Termination w.r.t. Q of the following Term Rewriting System could not be shown:

Q restricted rewrite system:
The TRS R consists of the following rules:

f4(0, 1, g2(x, y), z) -> f4(g2(x, y), g2(x, y), g2(x, y), h1(x))
g2(0, 1) -> 0
g2(0, 1) -> 1
h1(g2(x, y)) -> h1(x)

Q is empty.


QTRS
  ↳ DependencyPairsProof

Q restricted rewrite system:
The TRS R consists of the following rules:

f4(0, 1, g2(x, y), z) -> f4(g2(x, y), g2(x, y), g2(x, y), h1(x))
g2(0, 1) -> 0
g2(0, 1) -> 1
h1(g2(x, y)) -> h1(x)

Q is empty.

Q DP problem:
The TRS P consists of the following rules:

F4(0, 1, g2(x, y), z) -> H1(x)
H1(g2(x, y)) -> H1(x)
F4(0, 1, g2(x, y), z) -> F4(g2(x, y), g2(x, y), g2(x, y), h1(x))

The TRS R consists of the following rules:

f4(0, 1, g2(x, y), z) -> f4(g2(x, y), g2(x, y), g2(x, y), h1(x))
g2(0, 1) -> 0
g2(0, 1) -> 1
h1(g2(x, y)) -> h1(x)

Q is empty.
We have to consider all minimal (P,Q,R)-chains.

↳ QTRS
  ↳ DependencyPairsProof
QDP
      ↳ DependencyGraphProof

Q DP problem:
The TRS P consists of the following rules:

F4(0, 1, g2(x, y), z) -> H1(x)
H1(g2(x, y)) -> H1(x)
F4(0, 1, g2(x, y), z) -> F4(g2(x, y), g2(x, y), g2(x, y), h1(x))
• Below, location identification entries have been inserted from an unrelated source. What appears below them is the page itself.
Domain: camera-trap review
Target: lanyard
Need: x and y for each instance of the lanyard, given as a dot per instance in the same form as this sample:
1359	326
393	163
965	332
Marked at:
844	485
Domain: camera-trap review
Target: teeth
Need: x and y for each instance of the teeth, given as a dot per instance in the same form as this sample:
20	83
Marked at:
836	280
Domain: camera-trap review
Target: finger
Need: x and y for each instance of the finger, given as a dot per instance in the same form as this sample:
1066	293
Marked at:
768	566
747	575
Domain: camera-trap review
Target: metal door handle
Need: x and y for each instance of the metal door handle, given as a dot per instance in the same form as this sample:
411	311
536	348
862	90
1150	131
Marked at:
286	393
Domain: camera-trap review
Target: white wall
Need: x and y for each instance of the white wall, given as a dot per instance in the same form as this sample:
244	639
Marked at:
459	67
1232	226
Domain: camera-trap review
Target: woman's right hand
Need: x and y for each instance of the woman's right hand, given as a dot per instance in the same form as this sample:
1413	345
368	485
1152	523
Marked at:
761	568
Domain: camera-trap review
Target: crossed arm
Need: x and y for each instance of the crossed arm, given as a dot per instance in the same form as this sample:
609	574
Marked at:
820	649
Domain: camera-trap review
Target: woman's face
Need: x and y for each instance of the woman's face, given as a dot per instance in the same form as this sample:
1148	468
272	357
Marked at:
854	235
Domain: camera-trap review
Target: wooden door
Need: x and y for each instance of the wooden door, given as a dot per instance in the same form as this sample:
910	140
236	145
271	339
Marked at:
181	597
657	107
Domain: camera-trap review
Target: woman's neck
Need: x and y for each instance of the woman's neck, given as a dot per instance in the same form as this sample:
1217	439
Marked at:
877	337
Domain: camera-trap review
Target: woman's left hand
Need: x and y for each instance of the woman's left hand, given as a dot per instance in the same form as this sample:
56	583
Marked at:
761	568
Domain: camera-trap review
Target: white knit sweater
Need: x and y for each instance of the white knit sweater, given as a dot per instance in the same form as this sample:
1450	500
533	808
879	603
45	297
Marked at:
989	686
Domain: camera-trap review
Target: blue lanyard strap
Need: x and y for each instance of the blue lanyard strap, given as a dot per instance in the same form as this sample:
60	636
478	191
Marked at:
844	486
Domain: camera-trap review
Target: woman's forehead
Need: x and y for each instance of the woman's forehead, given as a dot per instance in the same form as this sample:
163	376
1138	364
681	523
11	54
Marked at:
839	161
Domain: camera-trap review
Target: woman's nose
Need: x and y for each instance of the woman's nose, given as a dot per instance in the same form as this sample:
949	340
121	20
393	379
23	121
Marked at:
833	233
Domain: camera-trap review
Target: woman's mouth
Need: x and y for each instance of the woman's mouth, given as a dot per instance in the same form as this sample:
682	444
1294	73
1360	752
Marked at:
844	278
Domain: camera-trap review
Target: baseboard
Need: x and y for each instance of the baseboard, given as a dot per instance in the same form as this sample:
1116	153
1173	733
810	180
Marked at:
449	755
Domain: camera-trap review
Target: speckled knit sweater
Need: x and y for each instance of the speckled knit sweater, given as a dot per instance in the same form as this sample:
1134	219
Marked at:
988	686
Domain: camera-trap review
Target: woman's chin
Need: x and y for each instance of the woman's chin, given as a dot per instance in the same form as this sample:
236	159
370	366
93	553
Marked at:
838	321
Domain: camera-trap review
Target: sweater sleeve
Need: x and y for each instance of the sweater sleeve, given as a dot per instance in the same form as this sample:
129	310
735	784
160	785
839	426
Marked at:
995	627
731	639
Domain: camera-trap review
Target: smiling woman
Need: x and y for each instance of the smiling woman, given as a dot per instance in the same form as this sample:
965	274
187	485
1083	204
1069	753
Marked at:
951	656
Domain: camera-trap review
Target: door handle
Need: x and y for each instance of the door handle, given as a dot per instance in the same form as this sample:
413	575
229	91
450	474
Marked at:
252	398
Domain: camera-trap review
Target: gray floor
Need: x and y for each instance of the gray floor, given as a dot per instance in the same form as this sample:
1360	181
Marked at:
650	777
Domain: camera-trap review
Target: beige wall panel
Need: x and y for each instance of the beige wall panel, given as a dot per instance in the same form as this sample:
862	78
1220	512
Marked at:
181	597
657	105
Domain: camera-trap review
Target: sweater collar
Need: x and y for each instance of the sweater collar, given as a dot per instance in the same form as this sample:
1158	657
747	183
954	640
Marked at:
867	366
The TRS R consists of the following rules:

f4(0, 1, g2(x, y), z) -> f4(g2(x, y), g2(x, y), g2(x, y), h1(x))
g2(0, 1) -> 0
g2(0, 1) -> 1
h1(g2(x, y)) -> h1(x)

Q is empty.
We have to consider all minimal (P,Q,R)-chains.
The approximation of the Dependency Graph contains 2 SCCs with 1 less node.

↳ QTRS
  ↳ DependencyPairsProof
    ↳ QDP
      ↳ DependencyGraphProof
        ↳ AND
QDP
            ↳ QDPAfsSolverProof
          ↳ QDP

Q DP problem:
The TRS P consists of the following rules:

H1(g2(x, y)) -> H1(x)

The TRS R consists of the following rules:

f4(0, 1, g2(x, y), z) -> f4(g2(x, y), g2(x, y), g2(x, y), h1(x))
g2(0, 1) -> 0
g2(0, 1) -> 1
h1(g2(x, y)) -> h1(x)

Q is empty.
We have to consider all minimal (P,Q,R)-chains.
By using an argument filtering and a montonic ordering, at least one Dependency Pair of this SCC can be strictly oriented.

H1(g2(x, y)) -> H1(x)
Used argument filtering: H1(x1)  =  x1
g2(x1, x2)  =  g1(x1)
Used ordering: Quasi Precedence: trivial


↳ QTRS
  ↳ DependencyPairsProof
    ↳ QDP
      ↳ DependencyGraphProof
        ↳ AND
          ↳ QDP
            ↳ QDPAfsSolverProof
QDP
                ↳ PisEmptyProof
          ↳ QDP

Q DP problem:
P is empty.
The TRS R consists of the following rules:

f4(0, 1, g2(x, y), z) -> f4(g2(x, y), g2(x, y), g2(x, y), h1(x))
g2(0, 1) -> 0
g2(0, 1) -> 1
h1(g2(x, y)) -> h1(x)

Q is empty.
We have to consider all minimal (P,Q,R)-chains.
The TRS P is empty. Hence, there is no (P,Q,R) chain.

↳ QTRS
  ↳ DependencyPairsProof
    ↳ QDP
      ↳ DependencyGraphProof
        ↳ AND
          ↳ QDP
QDP

Q DP problem:
The TRS P consists of the following rules:

F4(0, 1, g2(x, y), z) -> F4(g2(x, y), g2(x, y), g2(x, y), h1(x))

The TRS R consists of the following rules:

f4(0, 1, g2(x, y), z) -> f4(g2(x, y), g2(x, y), g2(x, y), h1(x))
g2(0, 1) -> 0
g2(0, 1) -> 1
h1(g2(x, y)) -> h1(x)

Q is empty.
We have to consider all minimal (P,Q,R)-chains.